General Education
Posted on March 21, 2010
I had a recent opportunity to review the new General Education model. As a reminder, our Strategic Plan calls for us to shift to a competency-based Gen Ed program, one that moves us away from the “spray and pray they’ll retain something” approach of most Gen Ed programs. There is much to like about the draft program.
For one, it is actually a program. It has a set of clearly understood competencies, it is scaffolded, it offers both breadth and some depth, and it still gives student more options. It offers an alternative of the “students HAVE to have this” or “they HAVE to have that” competition for territory that tended to be more about departmental desires than student need. I also like the fact that it is a disciplined program.

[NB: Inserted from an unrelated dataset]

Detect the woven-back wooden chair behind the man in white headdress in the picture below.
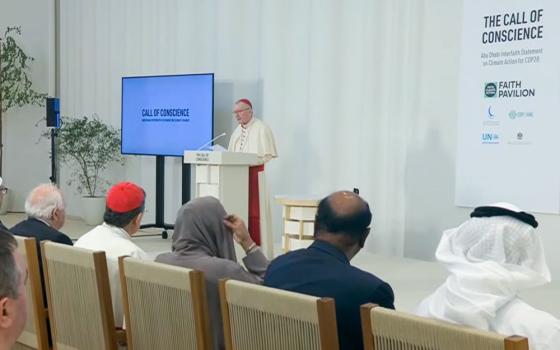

It doesn’t allow for substituting what are essentially school or departmental requirements for core requirements.
On the NEASC Commission on Higher Education we worried about two things:
*The encroachment of majors into the Gen Ed program;
*The shrinking of Gen Ed in the face of ever more demands for time in the major, sometimes driven by specialized accreditation and professional guidelines.
While I could make an argument for an even larger core or Gen Ed program, our proposed program is at least standard. There are of course tweaks I would like to see. The love the three course concentrations on special topics, but fear that too little opportunity for synthesis and cohesion exists without a fourth capstone course. I worry that we still do not include enough writing across the four years and that perhaps we lack the broad commitment to what is a most essential and marketable skill. Others while find things they would like to change.
However, the Gen Ed task force deserves an enormous amount of credit. They have worked hard at the program, pursued extra training, looked hard at other programs, and brought together our best thinking as an institution. If we can resist the temptation to chip away at the proposal and revert to what we had before, the proposed program would be more genuinely innovative than 90% of what is touted as new and different. SNHU would finally have a distinct Gen Ed Program.